Walter and Mac, I envy both of you. Your people became free after fighting vigorously for their freedom. In the process, you became stronger, more united and better focussed as a nation. In our own case, we got our freedom on a platter of gold without firing a shot. Yet, we sustained more injuries and casualties than those who fought physically for their independence. Since the British lowered the Union Jack in 1960, we have been in perpetual bondage. They, the colonial masters, knew that ours was an aggregate of nations encapsulated in one geographical expression called Niagara but they did nothing to counter or minimise the seismic effects of the centrifugal forces that were bound to pull the country apart. Instead, they cunningly stepped back after sowing the seeds of discord and instability by bestowing political leadership on a section they perceived to be disadvantaged in the socio-political equation of the emerging ‘nation’. That seed later grew into a wild baobab tree with varying branches of corruption, crises, coups, counter coups, civil war and, now, ‘cannibalism’, judging by the latest news from the terrestrial world. Those primordial sentiments and forces will continue to pull that geographical expression apart. Is that not so, Dike?
I disagree, Chief Awolowo. If our country were a mere geographical expression, the feuding forces would not have embarked on a systematic elimination of our people during the 1966 crisis and the subsequent Civil War. They surely had something in mind more than a united geographical expression they claimed to be fighting for. There is no way anybody can rule out the expansionist tendencies of the then ruling cabal. You will remember, chief, that this was how the Sundiatas, the Mansa Musas and the Mansa Ules went about expanding the frontiers of the old Mali Empire even to as far as Argungun and Gobir in Niagara. And this is what probably caught the fancy of the old caliphs to nurture the ambition to extend the boundaries of the Caliphate to as far as the Atlantic Ocean.
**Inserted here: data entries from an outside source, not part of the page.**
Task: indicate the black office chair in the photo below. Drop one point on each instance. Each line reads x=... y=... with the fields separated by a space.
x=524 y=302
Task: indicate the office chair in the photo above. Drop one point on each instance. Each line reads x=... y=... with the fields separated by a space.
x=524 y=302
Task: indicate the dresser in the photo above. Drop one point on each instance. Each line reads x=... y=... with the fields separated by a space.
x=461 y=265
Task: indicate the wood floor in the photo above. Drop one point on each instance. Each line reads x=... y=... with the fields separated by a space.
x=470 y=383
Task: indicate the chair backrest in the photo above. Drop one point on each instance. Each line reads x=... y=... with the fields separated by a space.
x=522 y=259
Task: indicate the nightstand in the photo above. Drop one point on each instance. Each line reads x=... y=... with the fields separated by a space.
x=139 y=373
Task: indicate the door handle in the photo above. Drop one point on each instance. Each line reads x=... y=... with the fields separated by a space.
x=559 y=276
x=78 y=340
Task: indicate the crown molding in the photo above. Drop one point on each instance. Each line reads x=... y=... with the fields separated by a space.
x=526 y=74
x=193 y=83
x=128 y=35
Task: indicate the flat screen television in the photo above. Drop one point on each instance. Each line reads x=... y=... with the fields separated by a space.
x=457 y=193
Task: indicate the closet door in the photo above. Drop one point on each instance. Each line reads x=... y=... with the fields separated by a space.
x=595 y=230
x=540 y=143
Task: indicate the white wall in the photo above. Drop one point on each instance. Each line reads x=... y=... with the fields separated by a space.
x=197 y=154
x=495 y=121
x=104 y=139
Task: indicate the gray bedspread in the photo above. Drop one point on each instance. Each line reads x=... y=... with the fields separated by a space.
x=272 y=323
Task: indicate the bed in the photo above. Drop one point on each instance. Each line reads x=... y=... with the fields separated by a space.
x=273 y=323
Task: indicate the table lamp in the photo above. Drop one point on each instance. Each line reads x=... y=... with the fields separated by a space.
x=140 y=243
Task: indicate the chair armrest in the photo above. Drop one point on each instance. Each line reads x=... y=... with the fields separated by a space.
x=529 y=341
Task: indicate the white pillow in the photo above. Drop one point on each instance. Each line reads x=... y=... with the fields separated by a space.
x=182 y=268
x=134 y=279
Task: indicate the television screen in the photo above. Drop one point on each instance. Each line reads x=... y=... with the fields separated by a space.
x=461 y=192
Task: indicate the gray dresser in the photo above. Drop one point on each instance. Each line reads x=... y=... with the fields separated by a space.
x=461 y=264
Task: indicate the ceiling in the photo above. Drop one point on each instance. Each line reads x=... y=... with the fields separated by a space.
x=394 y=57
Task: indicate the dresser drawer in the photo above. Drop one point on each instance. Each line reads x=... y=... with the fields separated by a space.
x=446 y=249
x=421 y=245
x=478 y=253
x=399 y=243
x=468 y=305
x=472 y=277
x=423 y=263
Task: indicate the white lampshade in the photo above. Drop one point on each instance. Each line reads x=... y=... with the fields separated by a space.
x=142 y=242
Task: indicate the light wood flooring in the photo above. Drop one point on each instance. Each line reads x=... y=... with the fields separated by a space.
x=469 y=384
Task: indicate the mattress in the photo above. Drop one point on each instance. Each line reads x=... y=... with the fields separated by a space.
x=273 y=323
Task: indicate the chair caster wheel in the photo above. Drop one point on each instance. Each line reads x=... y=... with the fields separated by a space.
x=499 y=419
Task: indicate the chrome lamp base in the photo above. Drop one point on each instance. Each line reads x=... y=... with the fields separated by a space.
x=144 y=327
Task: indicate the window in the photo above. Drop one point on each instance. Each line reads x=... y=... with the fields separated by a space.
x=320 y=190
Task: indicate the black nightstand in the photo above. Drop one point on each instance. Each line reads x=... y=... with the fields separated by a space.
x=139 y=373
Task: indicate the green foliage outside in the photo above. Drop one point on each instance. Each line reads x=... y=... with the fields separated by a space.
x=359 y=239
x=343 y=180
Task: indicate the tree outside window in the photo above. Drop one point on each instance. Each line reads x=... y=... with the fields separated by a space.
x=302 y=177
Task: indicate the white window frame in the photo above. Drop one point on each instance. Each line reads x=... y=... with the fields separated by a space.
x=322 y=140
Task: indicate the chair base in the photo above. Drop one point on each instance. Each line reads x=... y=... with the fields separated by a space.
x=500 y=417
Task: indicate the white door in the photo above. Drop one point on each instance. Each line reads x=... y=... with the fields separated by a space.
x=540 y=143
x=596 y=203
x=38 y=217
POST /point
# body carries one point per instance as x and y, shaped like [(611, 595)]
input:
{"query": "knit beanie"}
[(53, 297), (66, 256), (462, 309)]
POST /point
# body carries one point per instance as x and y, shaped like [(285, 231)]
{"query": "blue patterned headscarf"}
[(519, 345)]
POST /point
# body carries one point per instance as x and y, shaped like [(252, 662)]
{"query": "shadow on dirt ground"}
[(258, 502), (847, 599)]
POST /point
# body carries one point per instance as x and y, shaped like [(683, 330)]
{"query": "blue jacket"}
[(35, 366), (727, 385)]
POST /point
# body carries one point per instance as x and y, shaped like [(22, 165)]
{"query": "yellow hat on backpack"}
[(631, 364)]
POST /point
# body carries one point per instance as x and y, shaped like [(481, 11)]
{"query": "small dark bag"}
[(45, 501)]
Raji Abdallah, you remember? If I’m wrong, let me know since you were one of the earliest political activists from the North.
Professor Dike, we are saying the same thing. The British sowed the horrible seed and left with their tails between their legs while the people were left in a quandary on how to solve the various post-colonial problems. Since we changed mortality to immortality, you would discover that those who have been joining us here do not have good news to tell. It’s either the North is fighting the South or Muslims and Christians are killing one another or Hausas are attacking Igbos with machetes or Yorubas are yabbing and stabbing the Fulani. For how long can a nation continue to be in a state of anomie and perpetual disharmony? Prof, tell me. For how long will our people continue to suffer from internal strifes, external threats and inordinate ambition of the larger groups to out-British the British in colonising the minorities? Lawyer Akande who arrived a few days ago was telling me that too many ethnic militias are roaming the landscape demanding self-determination and causing political haemorrhage everyday. Could this be what we fought for? Is October 1 no longer symbolic of freedom and independence? My God!
Questions, questions, questions. But, gentlemen, we just have to wind up here. Angel Gabriel has just signaled to me that it’s time for Holy Ghost Fire. As they do on earth, so we do in heaven. Thank you very much and happy anniversary.